I am using kernel 2.6.17.14, and would like to use newer versions for the wireless code but I get file corruption with any kernel more recent than this. My system uses a SiS645DX chipset (it is a rebadged CLEVO D400E) with 5513 IDE. I get this corruption with read/writes, i.e using "cp", "dd", when compiling software, writing to CD, etc etc. An example: cp ../Changelog-2.6.18 . diff Changelog-2.6.18 ../Changelog-2.6.18 16377c16377 < LD .top_vmlinux1 --- > LD .tmp_vmlinux1 23954c23954 < Date: Mon Jul 1% 04:45:11 2006 -0700 --- > Date: Mon Jul 10 04:45:11 2006 -0700 24955c24955 < This is generally useful, but partacularly helps see if it is the same sector --- > This is generally useful, but particularly helps see if it is the same sector 31879c31879 < [MMC] sdhci: version bump cdhci --- > [MMC] sdhci: version bump sdhci 42955c42955 < Replace `he temp makefile hacks with proper CONFIG entries, which are also --- > Replace the temp makefile hacks with proper CONFIG entries, which are also 49050c49050 < and this task is(already holding: --- > and this task is already holding: [output clipped] I would suspect a memory problem but memtest86+ gives no errors despite numerous passes, and I get no errors in older kernels. Does anyone have any idea what changed in 2.6.18 to cause such an error? I have tried some obvious things (see thread on linuxquestions.org: http://www.linuxquestions.org/questions/showthread.php?t=578200), but I don't understand enough about the kernel to get any further. Neil. -
Hi Neil, I don't but you can try to isolate the changeset introducing the corruption with git-bisect: http://kernel.org/pub/software/scm/git/docs/v1.3.3/howto/isolate-bugs-with-bisect.txt So, in your case, you do: <clone Linux mainline git repository> # git bisect start # git bisect bad v2.6.18 # git bisect good v2.6.17 then <recompile and test> <git bisect [good|bad] depending on results> <repeat until you've narrowed down the changeset> Also, please remember to send your .config when reporting bugs as described in REPORTING-BUGS. Pekka -
Thanks for your help on this. I have narrowed it down to commit "c22ce143d15eb288543fe9873e1c5ac1c01b69a1 x86: cache pollution aware __copy_from_user_ll()". This fits with the errors I'm getting, so now I need to find out if I can safely ignore this patch, or does it have to be modified? This is my first Linux bug in many years of simply using it, so I'm a little nervous! My kernel .config is attached, along with lspci output. Neil
Hi Neil, Just to make sure, if you disable CONFIG_X86_INTEL_USERCOPY, the corruption goes away? -
It took some fiddling to disable (edit arch/i386/Kconfig.cpu) but that has fixed it. Many thanks! Does this need to be reported as a bug? Or should the kernel config scripts be changed to enable this option to be easily turned off? Neil. -
Hi Neil,
Looks like a bug to me. Can we have your /proc/cpuinfo too?
Pekka
-
I doubt it's a CPU bug. It's more likely a chipset or motherboard bug
around the CPU. The patterns for the original "cp" corruption that Neil
posted seem to be:
File offset correct corrupt
decimal hex
======== ========
642470 0009cda6 'm' 0x6D 'o' 0x6f
972198 000ed5a6 'i' 0x69 'a' 0x61
1243686 0012fa26 's' 0x73 'c' 0x63
1676846 0019962e 't' 0x74 '`' 0x64
1907974 001d1d06 ' ' 0x20 '(' 0x28
...
and since it's apparently about using the uncached accesses, it's
interesting that the low three bits are identical in all those corruptions
(they also seem to be single-bit errors in the actual byte-value, although
the bit is not the same). If the external bus is 64 bits (?), that would
say that it's one particular byte lane that is dodgy.

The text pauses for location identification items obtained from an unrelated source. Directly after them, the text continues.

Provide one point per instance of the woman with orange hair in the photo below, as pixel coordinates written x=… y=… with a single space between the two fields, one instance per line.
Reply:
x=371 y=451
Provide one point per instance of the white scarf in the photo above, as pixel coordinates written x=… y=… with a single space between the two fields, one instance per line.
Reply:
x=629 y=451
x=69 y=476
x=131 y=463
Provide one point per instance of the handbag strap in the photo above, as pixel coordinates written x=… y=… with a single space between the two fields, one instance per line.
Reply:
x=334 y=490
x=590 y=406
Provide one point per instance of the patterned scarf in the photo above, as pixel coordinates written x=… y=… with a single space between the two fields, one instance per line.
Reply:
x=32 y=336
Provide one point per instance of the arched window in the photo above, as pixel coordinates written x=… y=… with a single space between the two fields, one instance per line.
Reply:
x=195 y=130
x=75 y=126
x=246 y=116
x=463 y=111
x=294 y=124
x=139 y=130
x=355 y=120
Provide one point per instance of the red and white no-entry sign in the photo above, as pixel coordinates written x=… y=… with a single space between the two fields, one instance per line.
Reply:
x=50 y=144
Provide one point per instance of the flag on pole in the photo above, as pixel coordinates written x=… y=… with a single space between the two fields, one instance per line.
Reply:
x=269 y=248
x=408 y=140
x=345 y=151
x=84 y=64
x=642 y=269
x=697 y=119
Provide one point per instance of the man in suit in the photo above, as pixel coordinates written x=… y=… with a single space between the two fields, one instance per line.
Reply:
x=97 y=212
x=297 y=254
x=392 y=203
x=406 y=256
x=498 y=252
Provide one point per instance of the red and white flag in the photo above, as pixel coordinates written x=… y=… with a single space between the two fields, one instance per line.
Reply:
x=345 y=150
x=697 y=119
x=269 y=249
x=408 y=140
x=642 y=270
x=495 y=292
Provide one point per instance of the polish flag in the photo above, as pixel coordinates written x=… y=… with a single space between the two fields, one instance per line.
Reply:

I would bet that the reason the intel-optimized memcpy triggers this is
that the non-temporal stores just means that you go out directly on the
bus, and it probably just shows a weakness in the chipset or bus that
doesn't show with the normal cacheline accesses.
Linus
-
Hi Linus,
But that should show up with memtest too, no?
Pekka
-
Not unless memtest uses non-temporal stores with the same (or similar) access patterns. The thing is, the CPU cache hides a *lot* of activity from the chipset, and changes the access patterns radically. With normal cached accesses, you'd normally see just the "fill cacheline" and "write out cacheline" pattern. With movnt, you'd see non-cacheline accesses to memory. If the chipset was tested under mostly normal loads, the movnt cases have been getting a lot less coverage. Now, I do agree that it certainly *can* be a CPU bug too. I doubt it, though. I'd check the power supply (brownouts cause random corruption, and it might have a "peak power pattern" thing to it), and it's worth re-seating any DIMM's etc. And it's definitely worth going into the BIOS setup screen and making sure that nothing is even close to debatable (ie take RAM timings down to non-aggressive levels, make sure bus frequencies and multipliers are not even close to borderline, etc etc). Linus -
Hi, I'm not so sure whether it is chipset's bug or not. The movnt does have the WC (write combining) semantics and bypass the hardware cache to store the data. http://www.intel.com/products/processor/manuals/index.htm Intel 64 and IA-32 Architectures Software Developer's Manual Volume 1: Basic Architecture Intel 64 and IA-32 Architectures Software Developer's Manual Volume 3A: System Programming Guide Thanks in advance, Hiro -
On Wed, 3 Oct 2007 22:35:24 +0300 Not neccessarily. The old VIA memory copying bug only showed up with prefetching and mmx store patterns. That was a hardware flaw that took extreme memory utilisation to show up - so it does occur but thats not to say it is the cause Alan -
This is way out of my depth, but I have re-seated my 2x256MB DDR single sided DIMMS and checked my BIOS, though the Phoenix BIOS in my rebadged CLEVO D400E doesn't allow any tampering with timings, and recompiled with the USERCOPY enabled but still get the bit corruption. Since I seem to be alone in getting this effect perhaps my machine is dodgy? I've attached my dmesg output if that's of any help. Neil.
Is there some pattern to the corruption, like maybe it occurs once every N bytes in the file? -